The 2025 CWE Top 25 Most Dangerous Software Weaknesses report analyzes 39,080 CVE records, highlighting the most severe and prevalent vulnerabilities that organizations must prioritize for mitigation. Memory safety issues (buffer overflows, use-after-free) and authentication/authorization flaws dominate the list, with CWE-862 (Missing Authorization) and CWE-306 (Missing Authentication) rising sharply, while CWE-120, CWE-121, and CWE-122 (Classic, Stack, and Heap-based Buffer Overflows) entered the Top 25 for the first time, reflecting a resurgence of memory corruption vulnerabilities. Notably, 42% of the Top 25 weaknesses are now mapped with greater precision, reducing reliance on abstract or discouraged CWEs, a sign of improved vulnerability reporting practices.

For blue teams, this report is a strategic guide to focus security investments: it reveals that 79% of mappings are to actionable, « Allowed » CWEs, enabling targeted remediation in the SDLC and architectural planning. The data also underscores the urgency of addressing improper access control (CWE-284, CWE-639) and resource exhaustion (CWE-770), which are increasingly exploited in real-world attacks. By leveraging these insights, defenders can prioritize patching, harden authentication mechanisms, and enforce secure coding standards, ultimately reducing exposure to the most dangerous and exploitable weaknesses.
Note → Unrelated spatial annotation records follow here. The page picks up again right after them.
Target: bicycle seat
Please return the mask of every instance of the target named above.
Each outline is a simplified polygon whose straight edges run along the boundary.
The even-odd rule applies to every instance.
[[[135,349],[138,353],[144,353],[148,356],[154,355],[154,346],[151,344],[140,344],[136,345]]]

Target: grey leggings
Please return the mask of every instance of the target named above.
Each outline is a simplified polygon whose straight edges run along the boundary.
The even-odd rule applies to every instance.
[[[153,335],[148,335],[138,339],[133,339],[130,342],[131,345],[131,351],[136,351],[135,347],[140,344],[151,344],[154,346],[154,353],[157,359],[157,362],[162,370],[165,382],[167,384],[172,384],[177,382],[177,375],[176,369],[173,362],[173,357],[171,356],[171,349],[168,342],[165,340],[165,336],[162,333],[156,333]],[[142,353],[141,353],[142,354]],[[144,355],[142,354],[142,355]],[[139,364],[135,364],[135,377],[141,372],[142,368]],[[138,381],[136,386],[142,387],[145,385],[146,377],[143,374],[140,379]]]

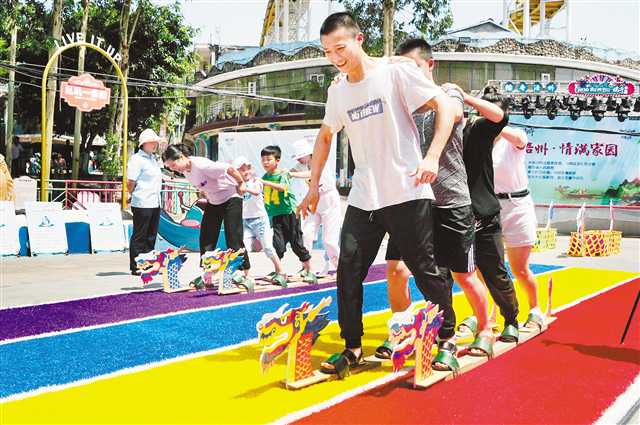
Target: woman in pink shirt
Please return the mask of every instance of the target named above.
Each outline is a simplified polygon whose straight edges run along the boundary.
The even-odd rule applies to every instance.
[[[216,249],[220,228],[224,223],[227,247],[244,248],[242,241],[242,194],[246,187],[242,176],[231,164],[191,156],[183,144],[169,145],[162,154],[165,167],[184,174],[189,183],[207,198],[200,225],[200,255]],[[249,255],[245,252],[241,269],[248,280]],[[238,282],[242,285],[245,282]]]

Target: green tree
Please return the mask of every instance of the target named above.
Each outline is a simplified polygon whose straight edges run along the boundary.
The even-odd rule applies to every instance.
[[[0,0],[6,2],[7,0]],[[89,7],[88,35],[100,36],[105,43],[120,45],[120,19],[125,0],[92,0]],[[48,35],[51,22],[51,2],[20,0],[21,22],[18,28],[18,68],[16,74],[16,117],[24,132],[40,132],[40,83],[42,67],[47,63],[47,48],[53,45]],[[188,103],[184,89],[173,89],[162,83],[185,84],[196,68],[191,40],[194,30],[184,23],[178,3],[159,6],[145,1],[137,28],[129,46],[129,133],[135,136],[144,128],[160,122],[169,127],[182,119]],[[82,2],[66,0],[63,4],[63,33],[79,32],[82,23]],[[0,7],[0,25],[5,9]],[[0,31],[0,46],[9,46],[9,33]],[[0,50],[0,53],[2,50]],[[0,70],[6,70],[7,57],[0,56]],[[61,55],[57,73],[50,74],[67,80],[77,74],[78,54],[69,50]],[[112,102],[116,102],[120,82],[112,65],[99,53],[87,49],[85,71],[105,81],[111,87]],[[106,74],[106,75],[102,75]],[[6,75],[6,74],[5,74]],[[6,78],[6,77],[2,77]],[[57,101],[55,134],[73,134],[74,108]],[[109,128],[108,108],[82,116],[82,151],[91,146],[96,135],[104,135]]]
[[[373,56],[384,53],[383,8],[380,0],[339,0],[365,34],[364,49]],[[407,37],[436,39],[453,24],[449,0],[395,0],[394,40]]]

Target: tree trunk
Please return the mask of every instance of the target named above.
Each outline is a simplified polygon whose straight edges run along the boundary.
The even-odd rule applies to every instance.
[[[120,60],[120,69],[122,70],[122,75],[124,75],[125,82],[129,76],[129,48],[131,47],[131,43],[133,42],[133,35],[136,31],[136,26],[138,25],[138,18],[140,17],[140,13],[142,13],[142,9],[144,6],[144,1],[140,1],[138,3],[138,7],[136,11],[131,14],[131,0],[127,0],[122,7],[122,15],[120,17],[120,56],[122,59]],[[129,22],[131,20],[131,22]],[[122,148],[122,125],[124,119],[124,93],[119,92],[117,105],[116,105],[116,117],[115,117],[115,127],[112,133],[117,134],[118,137],[118,153]]]
[[[393,15],[395,12],[394,0],[383,0],[382,3],[382,36],[384,40],[384,55],[393,55]]]
[[[9,173],[11,173],[12,167],[11,163],[13,161],[13,105],[15,99],[15,81],[16,81],[16,72],[13,67],[16,66],[16,50],[18,45],[18,11],[16,8],[18,7],[18,2],[16,0],[11,1],[11,46],[9,47],[9,66],[11,69],[9,70],[9,84],[7,86],[7,133],[6,133],[6,155],[5,161],[7,163],[7,168],[9,169]],[[18,162],[20,160],[18,159]],[[24,171],[24,170],[23,170]],[[18,176],[13,176],[18,177]]]
[[[51,12],[51,37],[60,40],[62,37],[62,0],[54,0],[53,11]],[[53,46],[49,49],[49,59],[55,54],[57,48]],[[58,57],[49,71],[49,75],[58,73]],[[53,108],[56,101],[57,80],[49,77],[47,81],[47,152],[42,152],[42,169],[45,175],[51,174],[51,142],[53,140]],[[46,156],[45,156],[46,155]]]
[[[82,0],[82,25],[80,32],[86,38],[87,24],[89,22],[89,0]],[[78,53],[78,75],[84,73],[84,57],[86,48],[81,47]],[[71,178],[78,180],[80,176],[80,145],[82,144],[82,111],[76,108],[75,122],[73,126],[73,166],[71,170]]]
📌 Source: https://cwe.mitre.org/top25/archive/2025/2025_key_insights.html


📝 How I discovered a hidden microphone on a Chinese NanoKVM

The NanoKVM, a low-cost, open-source hardware KVM switch from Sipeed, was found to contain multiple critical security flaws, most alarmingly a hidden, undocumented SMD microphone (2x1mm) capable of high-quality audio recording. The device, designed for remote server management via HDMI/USB, also shipped with default SSH credentials, hardcoded encryption keys for password protection, no CSRF protection, and preinstalled hacking tools (tcpdump, aircrack). Even more concerning, the NanoKVM communicates with Chinese servers for updates and closed-source components, lacks update integrity verification, and uses plaintext storage for identification keys. These vulnerabilities enable attackers to eavesdrop via the microphone, decrypt passwords, or exploit the device as a pivot point for lateral movement.
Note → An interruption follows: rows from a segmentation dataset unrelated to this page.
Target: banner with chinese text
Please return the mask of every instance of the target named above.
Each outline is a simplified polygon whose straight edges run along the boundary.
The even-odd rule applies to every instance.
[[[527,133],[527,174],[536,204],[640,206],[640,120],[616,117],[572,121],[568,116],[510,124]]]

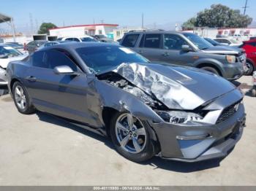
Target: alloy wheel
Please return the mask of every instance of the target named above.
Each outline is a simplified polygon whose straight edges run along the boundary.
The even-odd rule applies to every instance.
[[[138,154],[145,148],[147,136],[141,121],[131,114],[121,114],[116,122],[116,136],[121,148]]]
[[[26,96],[24,94],[24,90],[21,86],[17,85],[14,93],[15,98],[18,106],[20,109],[24,109],[26,106]]]

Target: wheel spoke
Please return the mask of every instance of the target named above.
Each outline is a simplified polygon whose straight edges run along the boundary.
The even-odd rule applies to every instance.
[[[146,136],[146,130],[143,128],[136,129],[135,133],[138,136]]]
[[[120,122],[117,122],[116,123],[116,127],[118,128],[124,130],[124,131],[127,131],[128,130],[128,129],[126,127],[124,127],[123,125],[121,125]]]
[[[17,93],[18,96],[21,96],[21,93],[20,93],[19,88],[18,88],[18,87],[16,87],[16,93]]]
[[[130,128],[132,128],[132,127],[133,127],[133,118],[132,118],[132,115],[130,114],[127,114],[127,122],[128,122],[129,127]]]
[[[121,140],[121,141],[120,142],[120,145],[124,147],[127,144],[129,140],[129,136],[127,136],[126,137],[124,138],[123,140]]]
[[[141,151],[140,146],[139,143],[138,142],[138,140],[135,137],[132,137],[132,143],[133,143],[133,145],[135,148],[136,152],[140,152]]]
[[[22,100],[22,99],[21,99],[20,97],[16,96],[16,101],[17,101],[17,102],[19,102],[19,101],[20,101],[21,100]]]

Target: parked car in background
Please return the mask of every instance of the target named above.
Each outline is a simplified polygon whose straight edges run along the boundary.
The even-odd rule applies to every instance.
[[[91,36],[91,37],[94,38],[97,40],[100,39],[106,39],[107,38],[107,36],[103,35],[103,34],[96,34],[96,35]]]
[[[98,42],[108,42],[108,43],[118,43],[116,41],[114,41],[112,39],[109,39],[109,38],[105,38],[105,39],[99,39]]]
[[[93,37],[90,36],[69,36],[69,37],[61,37],[57,39],[58,41],[74,41],[80,42],[97,42]]]
[[[240,47],[244,49],[246,53],[246,66],[249,69],[246,74],[251,75],[256,70],[256,39],[245,41]]]
[[[226,44],[223,44],[223,43],[219,43],[212,39],[210,38],[203,38],[206,41],[210,42],[212,45],[214,45],[214,47],[216,46],[227,46]]]
[[[27,54],[23,54],[5,44],[0,44],[0,86],[7,85],[8,83],[6,69],[9,63],[21,61],[27,56]]]
[[[47,47],[53,46],[53,45],[56,45],[56,44],[62,44],[62,43],[67,43],[67,42],[72,42],[72,41],[59,41],[59,40],[56,40],[56,41],[48,42],[42,44],[40,47],[39,47],[38,50],[40,50],[42,48]]]
[[[217,38],[214,39],[214,40],[230,47],[239,47],[242,44],[241,42],[238,42],[236,40],[227,38]]]
[[[185,162],[225,157],[245,125],[243,94],[230,82],[148,63],[116,44],[45,47],[10,63],[7,74],[20,113],[38,109],[108,136],[135,162],[156,155]]]
[[[29,54],[34,52],[36,51],[39,47],[40,47],[42,44],[48,42],[48,41],[46,40],[35,40],[31,41],[27,44],[24,45],[24,50],[26,50],[29,52]]]
[[[24,52],[25,53],[25,50],[24,50],[24,47],[23,44],[18,44],[17,42],[6,42],[4,43],[5,44],[7,44],[9,47],[13,47],[18,50],[19,50],[21,52]]]
[[[151,61],[203,69],[229,80],[240,78],[246,69],[246,55],[242,50],[214,47],[192,33],[129,32],[121,44]]]

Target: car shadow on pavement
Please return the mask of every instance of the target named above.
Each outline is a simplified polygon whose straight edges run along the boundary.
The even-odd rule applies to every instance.
[[[99,141],[102,141],[110,149],[115,149],[110,140],[105,136],[100,136],[89,130],[71,124],[65,121],[64,120],[62,120],[61,118],[59,118],[54,115],[48,114],[41,112],[37,112],[36,114],[38,116],[39,119],[41,121],[75,130],[85,136],[91,137],[92,139],[95,139]],[[184,163],[180,161],[165,160],[159,157],[154,157],[148,161],[140,163],[140,164],[151,165],[154,167],[154,169],[162,168],[167,171],[173,171],[181,173],[189,173],[218,167],[219,166],[219,163],[222,159],[223,158],[214,159],[211,160],[206,160],[196,163]]]
[[[223,158],[217,158],[195,163],[185,163],[154,157],[143,164],[152,165],[154,169],[161,168],[180,173],[190,173],[218,167],[222,160]]]

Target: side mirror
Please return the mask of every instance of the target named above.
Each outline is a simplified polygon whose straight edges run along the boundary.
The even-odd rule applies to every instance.
[[[77,72],[75,72],[68,66],[59,66],[53,69],[53,72],[56,74],[62,75],[78,75]]]
[[[182,45],[181,50],[184,52],[192,51],[192,49],[189,45]]]

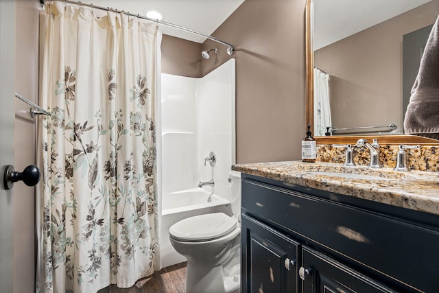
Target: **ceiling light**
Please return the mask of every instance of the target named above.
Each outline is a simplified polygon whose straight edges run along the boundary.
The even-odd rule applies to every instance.
[[[158,19],[159,21],[163,19],[163,13],[156,9],[145,9],[143,10],[143,13],[149,19]]]

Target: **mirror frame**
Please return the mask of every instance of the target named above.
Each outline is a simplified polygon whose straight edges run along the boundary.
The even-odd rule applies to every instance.
[[[305,121],[306,125],[314,123],[314,54],[313,50],[313,0],[307,0],[305,7],[305,66],[306,66],[306,97],[305,97]],[[355,135],[355,136],[331,136],[314,137],[318,144],[331,143],[355,143],[360,138],[366,138],[370,141],[378,139],[381,144],[423,144],[439,145],[439,141],[411,134],[394,135]]]

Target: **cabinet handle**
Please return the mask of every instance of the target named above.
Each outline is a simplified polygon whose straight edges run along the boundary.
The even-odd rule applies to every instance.
[[[292,259],[289,260],[289,259],[288,257],[287,257],[285,259],[285,261],[284,261],[283,264],[285,265],[285,268],[287,268],[287,270],[289,270],[289,266],[296,266],[296,259]]]
[[[305,268],[304,267],[301,266],[299,269],[299,277],[302,281],[305,281],[305,274],[311,274],[311,268]]]

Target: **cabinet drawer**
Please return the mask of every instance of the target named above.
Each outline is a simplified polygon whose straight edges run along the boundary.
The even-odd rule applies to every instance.
[[[412,292],[439,288],[436,228],[250,180],[243,213]]]
[[[243,215],[241,237],[242,292],[292,293],[298,289],[299,244]]]

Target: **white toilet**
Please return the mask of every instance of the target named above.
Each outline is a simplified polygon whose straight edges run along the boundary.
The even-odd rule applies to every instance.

For blue teams, this case underscores the risks of supply-chain hardware and the importance of physical/audio security audits, even for « open-source » devices. The article provides actionable mitigation steps: physically removing the microphone, flashing custom firmware (e.g., Debian/Ubuntu ports), and disabling default services. It also serves as a wake-up call to scrutinize all remote management tools for hidden components, backdoors, and insecure defaults, especially those with overseas dependencies. The broader lesson? Trust but verify, even budget-friendly, open-source hardware can harbor critical, undocumented surveillance capabilities.